Several members of all three expert groups have written and spoken extensively and inaccurately about a supposed lack of utility for opioids in treating chronic pain
We remain concerned that the biases of expert consultants have not been fully disclosed, and that some members of these groups perhaps should have been excluded.
Unnecessary secrecy and extremely limited opportunities to provide comments
We acknowledge that, because the document in question is a guideline, and not a proposed rule, the ordinary standards for obtaining and considering feedback from anyone who wishes to comment do not apply
members of the Senate Health, Education, Labor, and Pensions Committee have very recently expressed concern about government agencies using a guideline development process as a means of circumventing the standard requirements for transparency and public comment.

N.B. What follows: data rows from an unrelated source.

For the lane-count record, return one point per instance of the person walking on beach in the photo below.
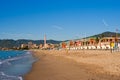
(112, 46)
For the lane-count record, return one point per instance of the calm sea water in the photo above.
(15, 64)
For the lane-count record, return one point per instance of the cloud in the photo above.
(104, 22)
(57, 27)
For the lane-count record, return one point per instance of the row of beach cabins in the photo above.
(93, 43)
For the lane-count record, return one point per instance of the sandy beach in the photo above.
(75, 65)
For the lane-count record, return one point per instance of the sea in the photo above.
(15, 64)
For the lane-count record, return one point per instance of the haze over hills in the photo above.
(10, 43)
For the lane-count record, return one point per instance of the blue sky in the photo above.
(58, 19)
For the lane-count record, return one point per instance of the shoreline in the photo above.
(75, 65)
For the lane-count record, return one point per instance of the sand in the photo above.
(75, 65)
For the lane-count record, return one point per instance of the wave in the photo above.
(3, 76)
(14, 58)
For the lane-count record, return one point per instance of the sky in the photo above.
(57, 19)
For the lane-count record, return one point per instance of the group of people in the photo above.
(115, 46)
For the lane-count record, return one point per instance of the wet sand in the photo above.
(75, 65)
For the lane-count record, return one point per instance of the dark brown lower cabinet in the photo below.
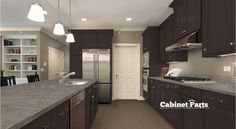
(58, 118)
(77, 118)
(151, 92)
(217, 118)
(63, 125)
(192, 118)
(43, 122)
(91, 105)
(220, 114)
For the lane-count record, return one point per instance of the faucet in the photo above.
(66, 76)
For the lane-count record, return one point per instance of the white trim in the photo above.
(138, 97)
(59, 51)
(20, 29)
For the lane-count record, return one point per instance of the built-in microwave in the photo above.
(146, 60)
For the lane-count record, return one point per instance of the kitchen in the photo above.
(171, 52)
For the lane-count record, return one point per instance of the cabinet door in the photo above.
(104, 39)
(76, 62)
(162, 43)
(78, 116)
(88, 108)
(216, 118)
(146, 41)
(218, 27)
(40, 123)
(151, 92)
(194, 15)
(192, 118)
(63, 125)
(60, 116)
(180, 19)
(175, 115)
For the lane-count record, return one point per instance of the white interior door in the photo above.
(55, 63)
(126, 71)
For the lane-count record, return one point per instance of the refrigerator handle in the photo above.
(94, 65)
(98, 67)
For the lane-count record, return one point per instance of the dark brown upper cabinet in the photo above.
(187, 17)
(166, 39)
(218, 27)
(151, 44)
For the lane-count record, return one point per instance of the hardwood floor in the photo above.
(129, 115)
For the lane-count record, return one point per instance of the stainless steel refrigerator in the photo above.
(96, 65)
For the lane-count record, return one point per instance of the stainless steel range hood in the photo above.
(190, 41)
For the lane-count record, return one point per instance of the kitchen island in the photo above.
(22, 104)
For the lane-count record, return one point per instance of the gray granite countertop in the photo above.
(215, 87)
(21, 104)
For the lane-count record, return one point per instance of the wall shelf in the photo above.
(22, 49)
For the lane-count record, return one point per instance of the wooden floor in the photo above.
(129, 115)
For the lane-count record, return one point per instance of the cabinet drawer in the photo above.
(173, 87)
(60, 114)
(43, 122)
(192, 92)
(220, 100)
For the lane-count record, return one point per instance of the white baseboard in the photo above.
(141, 98)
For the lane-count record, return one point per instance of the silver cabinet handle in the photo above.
(44, 127)
(232, 43)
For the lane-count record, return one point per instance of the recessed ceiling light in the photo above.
(129, 19)
(83, 19)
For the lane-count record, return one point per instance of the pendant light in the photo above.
(70, 37)
(58, 28)
(36, 13)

when most government regulatory bodies propose new policies, they fully disclose the expert consultants advising them, and they accept comments from a wide array of sources, allowing at least 30, and more often 90, days to receive those comments
- To this date, CDC has not publicly identified the members of any of the three expert groups
- Every communication we receive as a stakeholder group reminds us to maintain confidentiality with respect to the content of the draft guideline
- The comment period provided to webinar participants was extraordinarily limited, to such an extent that it was challenging even for experts in this arena to construct well-reasoned comments in time to submit them
- There will be no further review by stakeholders after the next draft of the guideline is written
- Comments received by CDC will be stripped of information identifying their source, and may also have their content edited so as to allow presentation of a summary of the comments, rather than the actual comments. This contrasts sharply with the practice of regulatory agencies that post all comments, with attribution, on their websites.
In the end, this guideline doesn’t give us anything we don’t already have
As our prior work with CDC demonstrated, there is no shortage of clinical practice guidelines, issued by a variety of professional organizations and regulatory bodies, with a variety of patient populations in mind. All of them are consensus guidelines, reflecting primarily the opinions of experienced clinicians because of the paucity of evidence regarding long-term use of opioids to treat chronic pain
the potential for unintended negative consequences for people with pain is substantial. Experience with similar clinical practice guidelines has shown that many clinicians treat them as rules, not as guidelines
In light of the concerns we have detailed here, we respectfully request that your committee look into CDC’s actions with respect to this guideline development process.
We think that questions need to be asked and answered, with respect to:
the poor-quality evidence underlying these “strongly recommended” “evidence-based” guidelines;
the process of selecting experts to participate in the various groups involved in developing these guidelines;
potential sources of undisclosed bias from a variety of sources;
the implications of CDC issuing a clinical practice guideline developed without the benefit of appropriate peer review, that could limit access to pain medications for people who benefit from them; and the reasoning behind the lack of transparency and opportunity for comment from the public found in this process.
Unless these questions are adequately addressed, the organizations with clinicians who strive to treat chronic pain, and in fact do so with opioids, will not support them but will, by necessity, be forced to actively oppose them, ensuring that clinicians understand why.
We urge you to strongly encourage CDC to withdraw this draft guideline.